Nothing AMD has done in the past few years has approached the level of competition they had at the top of their game, and so we have to deal with $1200 flagship cards that don't really need any updates in both performance or pricing cuz nothing compares to them. And yes, I know Titan broke the $1K limit years ago, but that's an entirely different market segment.
Can't you agree that a more agresive AMD, one that was actually fighting for the top performance spot, would be a good thing for all of us?
Let's not go in circular arguments about cards that actually competed against each other on equal footing, at least back then we had that, now we don't even have any competition at all at the top performance level...
I think this says something interesting: for AMD to prove the RDNA is good, they will have to comparred to same-size nvidea, but that don't exist yet.
how can we compare this 250mm to the 2000 cards ? or should it be compared to 1660 ti ? or just by number of transistors ? do you think RDNA can beat turing 1:1 ? realy ?
yhe sure no one can tackle them, except us :)
If you're lucky it will be he same as the super... ;)
We'll talk again Sunday. :)
Kindly ignore this suggestion.
Thank You!
On the latest Gamer Nexus video, it was said that the Super Cards were expected be released after the AMD GPU launches.
Just some interesting strategy playing behind the scenes, which is good for the customer :)
On the 7nm Process for AMD. AMD historically was faster to transition to a newer node, with all the risks and benefits involved.

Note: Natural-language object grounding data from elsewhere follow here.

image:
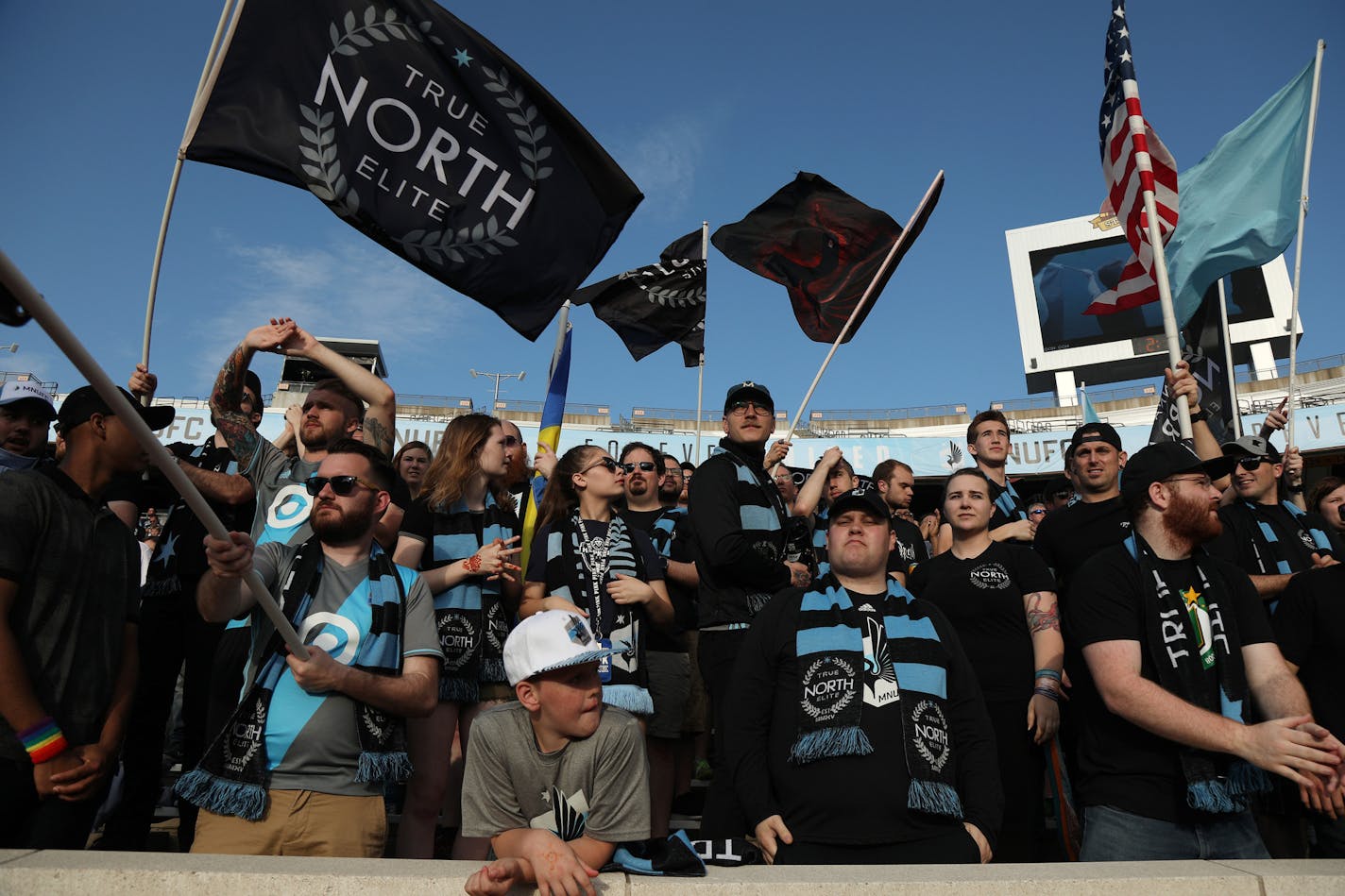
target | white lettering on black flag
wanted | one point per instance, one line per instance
(421, 135)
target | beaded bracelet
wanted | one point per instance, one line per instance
(43, 741)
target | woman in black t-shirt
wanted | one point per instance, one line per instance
(1001, 600)
(460, 533)
(584, 557)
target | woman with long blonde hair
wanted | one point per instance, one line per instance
(460, 533)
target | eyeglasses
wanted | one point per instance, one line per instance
(1200, 481)
(740, 408)
(605, 462)
(342, 486)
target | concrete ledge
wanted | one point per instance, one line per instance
(23, 873)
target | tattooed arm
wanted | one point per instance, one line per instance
(234, 424)
(1048, 650)
(383, 401)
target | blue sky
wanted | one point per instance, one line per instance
(709, 107)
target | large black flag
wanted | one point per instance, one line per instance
(425, 138)
(824, 245)
(656, 304)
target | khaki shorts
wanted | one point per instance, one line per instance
(298, 822)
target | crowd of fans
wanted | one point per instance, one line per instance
(1146, 650)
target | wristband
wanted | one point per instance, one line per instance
(43, 741)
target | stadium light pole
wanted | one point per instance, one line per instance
(498, 379)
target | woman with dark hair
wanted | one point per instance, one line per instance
(584, 557)
(1001, 599)
(1328, 499)
(460, 533)
(412, 461)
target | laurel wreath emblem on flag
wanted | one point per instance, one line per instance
(330, 184)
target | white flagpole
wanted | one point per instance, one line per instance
(863, 300)
(700, 377)
(208, 76)
(1228, 361)
(159, 456)
(1298, 250)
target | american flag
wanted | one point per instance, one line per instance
(1132, 161)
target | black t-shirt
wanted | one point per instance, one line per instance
(1244, 544)
(1069, 537)
(849, 800)
(1120, 765)
(911, 548)
(1310, 629)
(983, 599)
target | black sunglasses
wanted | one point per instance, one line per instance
(605, 462)
(342, 486)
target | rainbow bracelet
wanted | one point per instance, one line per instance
(43, 741)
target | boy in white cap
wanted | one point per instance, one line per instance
(555, 779)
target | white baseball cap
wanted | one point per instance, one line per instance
(23, 390)
(548, 640)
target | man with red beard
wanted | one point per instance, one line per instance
(1177, 646)
(298, 769)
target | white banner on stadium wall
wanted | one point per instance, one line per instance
(1031, 453)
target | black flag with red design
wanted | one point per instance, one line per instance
(824, 245)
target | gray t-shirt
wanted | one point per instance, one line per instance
(311, 738)
(282, 499)
(77, 569)
(597, 786)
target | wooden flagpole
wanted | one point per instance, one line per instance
(208, 76)
(863, 300)
(1298, 250)
(159, 456)
(700, 377)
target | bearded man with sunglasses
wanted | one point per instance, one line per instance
(739, 532)
(1180, 652)
(1271, 540)
(300, 767)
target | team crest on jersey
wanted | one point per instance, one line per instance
(990, 576)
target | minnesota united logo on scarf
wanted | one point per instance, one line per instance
(233, 774)
(830, 658)
(469, 617)
(579, 568)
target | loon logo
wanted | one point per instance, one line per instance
(990, 576)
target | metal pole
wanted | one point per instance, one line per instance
(1298, 250)
(159, 456)
(700, 376)
(1228, 361)
(198, 103)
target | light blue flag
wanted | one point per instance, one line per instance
(1239, 205)
(1090, 414)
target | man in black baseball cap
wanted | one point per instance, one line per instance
(1179, 649)
(739, 522)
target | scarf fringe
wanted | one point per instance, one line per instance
(221, 795)
(383, 767)
(825, 743)
(933, 797)
(457, 689)
(632, 699)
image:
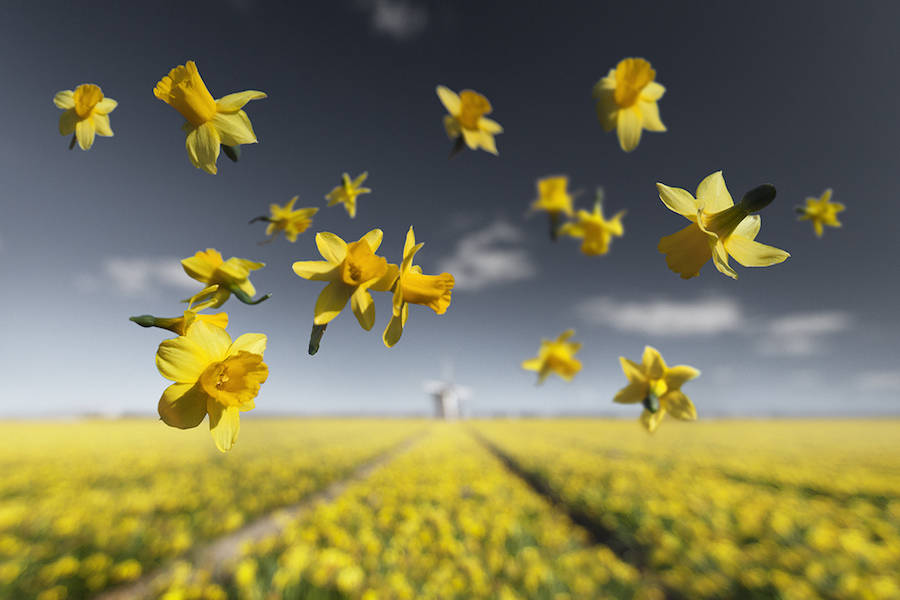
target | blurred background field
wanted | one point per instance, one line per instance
(533, 508)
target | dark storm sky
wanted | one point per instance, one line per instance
(802, 95)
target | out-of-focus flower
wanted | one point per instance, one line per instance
(412, 287)
(466, 122)
(821, 211)
(212, 375)
(210, 123)
(557, 356)
(718, 228)
(626, 101)
(347, 192)
(85, 113)
(657, 387)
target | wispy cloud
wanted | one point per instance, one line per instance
(488, 257)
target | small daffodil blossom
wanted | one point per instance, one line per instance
(412, 287)
(657, 387)
(626, 101)
(347, 192)
(85, 113)
(212, 375)
(351, 270)
(821, 211)
(210, 123)
(232, 276)
(557, 356)
(719, 228)
(466, 122)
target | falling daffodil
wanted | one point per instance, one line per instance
(466, 122)
(626, 101)
(232, 276)
(85, 114)
(657, 387)
(212, 375)
(821, 211)
(719, 228)
(556, 356)
(347, 192)
(412, 287)
(210, 123)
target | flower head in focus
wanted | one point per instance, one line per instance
(657, 387)
(557, 356)
(412, 287)
(210, 123)
(347, 192)
(466, 122)
(85, 113)
(212, 375)
(719, 228)
(626, 101)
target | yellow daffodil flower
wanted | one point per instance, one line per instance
(210, 123)
(626, 101)
(212, 375)
(556, 356)
(232, 276)
(412, 287)
(718, 228)
(596, 231)
(657, 387)
(351, 270)
(466, 119)
(347, 192)
(85, 113)
(821, 211)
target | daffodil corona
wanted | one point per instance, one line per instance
(412, 287)
(85, 113)
(719, 228)
(210, 123)
(212, 375)
(657, 387)
(626, 101)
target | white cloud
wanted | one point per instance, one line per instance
(488, 257)
(705, 316)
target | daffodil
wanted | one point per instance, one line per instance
(347, 192)
(213, 376)
(85, 113)
(657, 387)
(466, 122)
(596, 231)
(821, 211)
(626, 101)
(557, 356)
(210, 123)
(232, 276)
(351, 270)
(718, 228)
(412, 287)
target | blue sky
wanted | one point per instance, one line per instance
(766, 92)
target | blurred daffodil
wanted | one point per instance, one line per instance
(210, 123)
(232, 276)
(466, 122)
(718, 228)
(596, 231)
(347, 192)
(557, 356)
(85, 114)
(412, 287)
(657, 387)
(821, 211)
(626, 101)
(213, 376)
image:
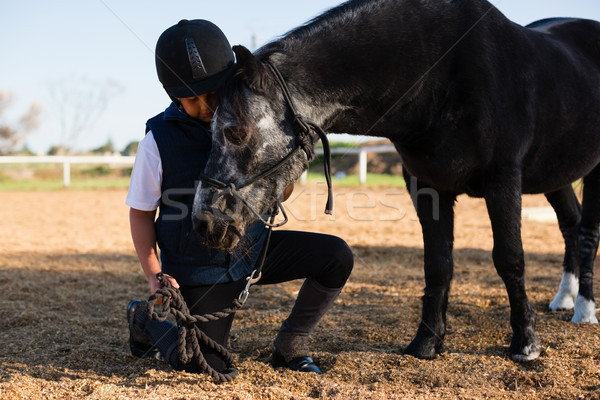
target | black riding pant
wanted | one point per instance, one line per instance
(291, 255)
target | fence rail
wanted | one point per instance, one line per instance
(66, 161)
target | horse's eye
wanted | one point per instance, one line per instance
(236, 136)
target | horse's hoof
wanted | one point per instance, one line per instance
(529, 354)
(567, 292)
(585, 311)
(561, 303)
(426, 349)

Nvidia usually was slower to transition, because they are very good at optimizing on the current process node. Both strategies work. Both come with advantages and disadvantage.
AMD can reduce price for people actually buying AMD hardware, without engaging in price wars .
I'm more of a fan of the big picture and perspective
Recovery is setting in and a new trend upwards can be detected. This also nicely shows that the stock price was in desperate need of correction, look at how it compares to just a few years ago.
Be fair! ;)
Besides, AMD was always first to embrace new process node.